A educadora de infância Filomena Maia trabalha no IPO do Porto há 32 anos. Não sabe já quantas crianças, pais e mães conheceu, ao longo destas três décadas, mas se os vir na rua reconhece-os pelo nome ou pela voz.
“Somos uma família”, diz à agência Lusa, numa entrevista dedicada ao Dia Internacional das Crianças com Cancro que se assinala quarta-feira.
Filomena Maia é um dos rostos do “colinho” que Flávia Silva e Paula Vicente, mães de crianças que tiveram cancro e passaram pelo IPO do Porto, procuram quando lá têm de regressar para os exames de despiste da doença.
“Há quem diga que nunca mais volta ao 12.º piso [de pediatria oncológica do IPO] onde a Teresinha esteve internada. Não é o nosso caso. Se pudesse, era ali que ia sempre que a minha filha tem alguma coisa”, diz Flávia.

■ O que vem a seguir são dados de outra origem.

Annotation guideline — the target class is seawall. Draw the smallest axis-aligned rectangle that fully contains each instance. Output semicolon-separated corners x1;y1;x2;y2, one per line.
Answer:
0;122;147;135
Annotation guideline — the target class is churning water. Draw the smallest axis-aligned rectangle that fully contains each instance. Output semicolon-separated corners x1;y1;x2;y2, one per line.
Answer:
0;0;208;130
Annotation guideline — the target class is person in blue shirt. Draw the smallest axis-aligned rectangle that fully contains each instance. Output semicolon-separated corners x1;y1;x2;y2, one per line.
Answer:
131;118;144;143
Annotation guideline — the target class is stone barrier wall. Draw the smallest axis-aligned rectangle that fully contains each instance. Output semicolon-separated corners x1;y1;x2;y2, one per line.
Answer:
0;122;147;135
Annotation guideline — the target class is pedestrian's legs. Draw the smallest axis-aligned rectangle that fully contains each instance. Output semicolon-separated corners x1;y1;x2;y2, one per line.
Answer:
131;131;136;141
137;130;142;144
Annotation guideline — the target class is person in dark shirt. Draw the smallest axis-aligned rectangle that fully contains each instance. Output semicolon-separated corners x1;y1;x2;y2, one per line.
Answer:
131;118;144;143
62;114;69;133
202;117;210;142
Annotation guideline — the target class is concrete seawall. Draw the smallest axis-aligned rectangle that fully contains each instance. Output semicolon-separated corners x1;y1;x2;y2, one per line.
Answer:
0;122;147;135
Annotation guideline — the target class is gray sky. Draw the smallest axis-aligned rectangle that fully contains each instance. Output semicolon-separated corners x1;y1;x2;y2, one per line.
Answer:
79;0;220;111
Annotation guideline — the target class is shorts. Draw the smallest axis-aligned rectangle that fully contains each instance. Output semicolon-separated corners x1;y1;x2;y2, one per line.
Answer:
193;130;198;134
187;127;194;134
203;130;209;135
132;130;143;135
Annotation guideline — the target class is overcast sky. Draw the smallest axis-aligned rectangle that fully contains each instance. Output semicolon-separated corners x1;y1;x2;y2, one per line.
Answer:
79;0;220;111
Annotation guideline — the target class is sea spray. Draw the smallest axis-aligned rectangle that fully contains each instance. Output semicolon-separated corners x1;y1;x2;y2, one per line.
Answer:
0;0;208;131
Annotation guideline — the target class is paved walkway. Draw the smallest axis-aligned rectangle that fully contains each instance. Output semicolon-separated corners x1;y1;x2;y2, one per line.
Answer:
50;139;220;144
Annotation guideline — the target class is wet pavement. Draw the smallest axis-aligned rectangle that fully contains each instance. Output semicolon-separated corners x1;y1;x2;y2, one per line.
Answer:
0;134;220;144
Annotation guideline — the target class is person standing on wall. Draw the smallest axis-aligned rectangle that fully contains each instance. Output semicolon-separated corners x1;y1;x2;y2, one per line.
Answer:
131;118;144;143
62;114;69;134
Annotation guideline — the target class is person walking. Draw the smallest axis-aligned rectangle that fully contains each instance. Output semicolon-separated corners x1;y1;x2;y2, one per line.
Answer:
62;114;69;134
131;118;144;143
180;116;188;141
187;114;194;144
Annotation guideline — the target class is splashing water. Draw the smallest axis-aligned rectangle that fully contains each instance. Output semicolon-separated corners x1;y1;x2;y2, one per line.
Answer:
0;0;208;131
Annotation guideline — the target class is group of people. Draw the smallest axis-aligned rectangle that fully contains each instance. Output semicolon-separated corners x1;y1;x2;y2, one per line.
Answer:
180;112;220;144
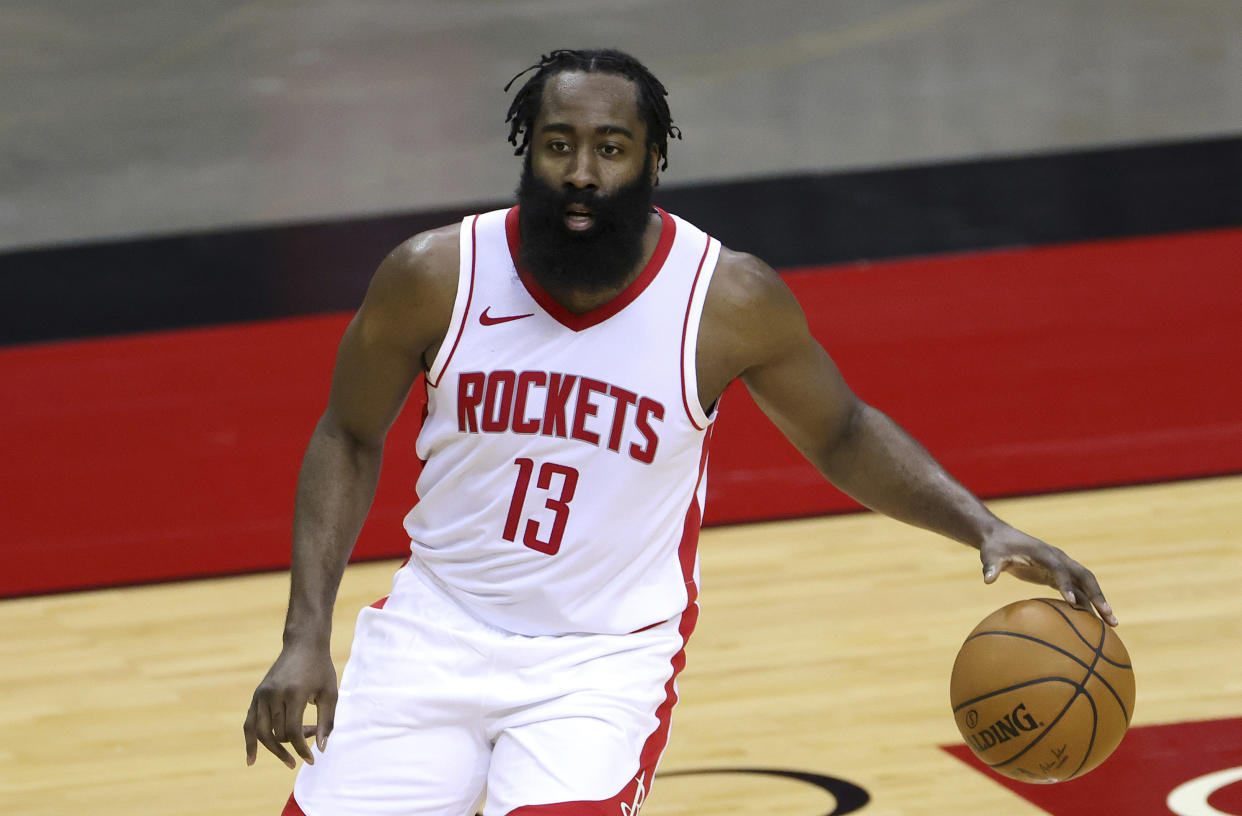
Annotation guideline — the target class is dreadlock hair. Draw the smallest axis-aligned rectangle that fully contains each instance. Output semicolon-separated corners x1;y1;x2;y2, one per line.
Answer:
504;48;682;170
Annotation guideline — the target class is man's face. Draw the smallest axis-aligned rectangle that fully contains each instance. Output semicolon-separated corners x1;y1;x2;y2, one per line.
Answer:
518;71;657;289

Mas não pode ser assim. “Há que os deixar ir. A determinada altura tem de ser”, responde a professora Renata Fernandes que acompanha as crianças internadas que estão a frequentar o 1.º Ciclo e faz parte de uma equipa educativa que tem duas educadoras de infância e dois professores.
A diretora do serviço de pediatria do IPO do Porto, Ana Maia, explica melhor. “O IPO não pode fazer a vigilância de pediatria geral de todas as crianças que foram tratadas aqui, mas sempre que necessário, os pais e os colegas [de outros hospitais e dos cuidados primários] podem contactar-nos. O pediatra de serviço é logo acionado quando um colega tem alguma suspeita. Podemos antecipar consultas que estavam programadas ou marcar consultas de imediato”, descreve.
Ana Maia percebe, dos pais, “a sensação de proteção” que o hospital oncológico que conheceram numa fase tão difícil da sua vida lhes transmite.
Filomena Maia acrescenta: “Não que [os pais] não confiem nos outros médicos, mas os médicos daqui têm outro peso”.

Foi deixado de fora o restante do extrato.